Et cela changeait complètement la donne : finalement, cette journée riche en émotions lui avait apporté un tas de nouvelles questions sans réponse.
Que pouvait bien être cette aura et pourquoi ses parents ne semblaient-ils rien percevoir ? Dans la voiture et alors qu’ils sortaient de Wideshore pour rejoindre Stonevalley, ils discutaient tranquillement, ne semblant pas du tout remarquer que l’atmosphère s’était soudainement appesantie. Même si l’adolescent ne parvenait toujours pas à déterminer si sa présence était une bonne ou une mauvaise chose, cet alourdissement l’avais mis profondément mal à l’aise. Ce soir-là un orage allait probablement éclater, et Dean avait le sentiment que l’aura en était d’autant plus lourde.
Ensuite, pourquoi la grange des Calligan concentrait-elle une si grande quantité de cette chose ? Dean avait le sentiment que ça, peu importe ce que c’était, était lié à la grange. Il avait terriblement envie de la visiter, de comprendre ce qu’elle avait de si spécial… Pendant un bref instant, il s’imagina même casser le cadenas accroché à la porte et y pénétrer. Il se demanda si quelqu’un avant lui avait déjà eu cette idée, car il ne voulait pas croire qu’il était la seule personne à Stonevalley, et même dans le Havre Perdu, à ressentir cette chose.

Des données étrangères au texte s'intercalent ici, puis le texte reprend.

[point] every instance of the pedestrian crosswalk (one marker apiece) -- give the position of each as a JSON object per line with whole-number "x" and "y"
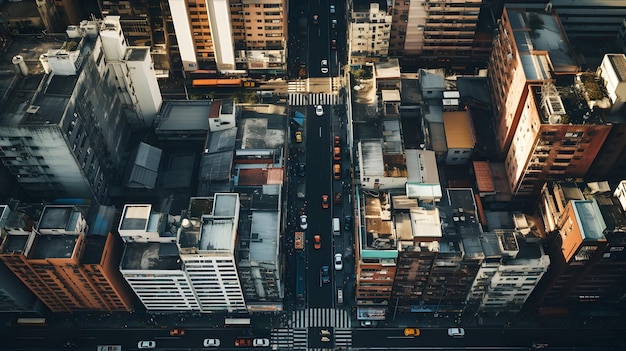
{"x": 321, "y": 317}
{"x": 297, "y": 339}
{"x": 296, "y": 99}
{"x": 298, "y": 86}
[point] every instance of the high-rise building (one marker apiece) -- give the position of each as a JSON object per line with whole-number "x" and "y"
{"x": 587, "y": 244}
{"x": 546, "y": 127}
{"x": 61, "y": 264}
{"x": 434, "y": 33}
{"x": 71, "y": 137}
{"x": 369, "y": 33}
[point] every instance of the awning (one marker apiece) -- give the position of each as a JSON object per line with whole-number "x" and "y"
{"x": 299, "y": 118}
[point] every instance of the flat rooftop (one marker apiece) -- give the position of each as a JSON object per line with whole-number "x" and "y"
{"x": 151, "y": 256}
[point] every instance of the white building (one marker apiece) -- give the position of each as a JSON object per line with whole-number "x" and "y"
{"x": 369, "y": 34}
{"x": 207, "y": 248}
{"x": 511, "y": 270}
{"x": 187, "y": 265}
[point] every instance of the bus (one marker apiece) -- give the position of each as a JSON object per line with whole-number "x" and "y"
{"x": 41, "y": 322}
{"x": 236, "y": 322}
{"x": 300, "y": 279}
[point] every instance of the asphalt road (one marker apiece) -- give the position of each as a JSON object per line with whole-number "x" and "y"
{"x": 54, "y": 339}
{"x": 318, "y": 183}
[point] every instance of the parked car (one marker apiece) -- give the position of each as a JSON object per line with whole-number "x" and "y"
{"x": 325, "y": 202}
{"x": 243, "y": 342}
{"x": 325, "y": 272}
{"x": 261, "y": 343}
{"x": 319, "y": 110}
{"x": 151, "y": 344}
{"x": 411, "y": 332}
{"x": 456, "y": 332}
{"x": 303, "y": 223}
{"x": 324, "y": 66}
{"x": 177, "y": 332}
{"x": 211, "y": 343}
{"x": 338, "y": 262}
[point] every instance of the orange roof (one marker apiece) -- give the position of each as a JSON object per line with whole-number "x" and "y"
{"x": 458, "y": 133}
{"x": 484, "y": 180}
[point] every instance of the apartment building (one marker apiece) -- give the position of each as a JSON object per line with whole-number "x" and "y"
{"x": 71, "y": 137}
{"x": 68, "y": 267}
{"x": 546, "y": 125}
{"x": 580, "y": 19}
{"x": 513, "y": 266}
{"x": 14, "y": 295}
{"x": 369, "y": 30}
{"x": 586, "y": 245}
{"x": 434, "y": 33}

Mais il y avait John. John était forcément au courant, Dean en était persuadé. Qui était vraiment ce jeune homme ? Avait-il vu la même chose que lui ? Savait-il de quoi il s’agissait ? Pouvait-il l’aider, répondre à ses questions ?
Et cette chose… Pourquoi la voyait-il bien plus souvent à Stonevalley ? Allait-elle se contenter de rester une ombre dans son champ de vision… ou irait-il plus loin ? Dean sentit la chair de poule apparaître sur ses bras. Il ne voulait pas y penser… Il ne devait pas y penser.
Comme il l’avait prévu, un orage éclata. Dean se releva dans son lit, incapable de dormir. Il tenta de regarder par la fenêtre, mais il faisait complètement nuit car à Stonevalley, les éclairages publics ne restaient pas allumés toute la nuit. Il n’y avait que le bruit de la pluie torrentielle qui se déversait sur les velux, et d’énormes coups de tonnerre à intervalles réguliers.
L’atmosphère était oppressante. Ce soir et plus que jamais, Dean se sentit totalement coupé du monde.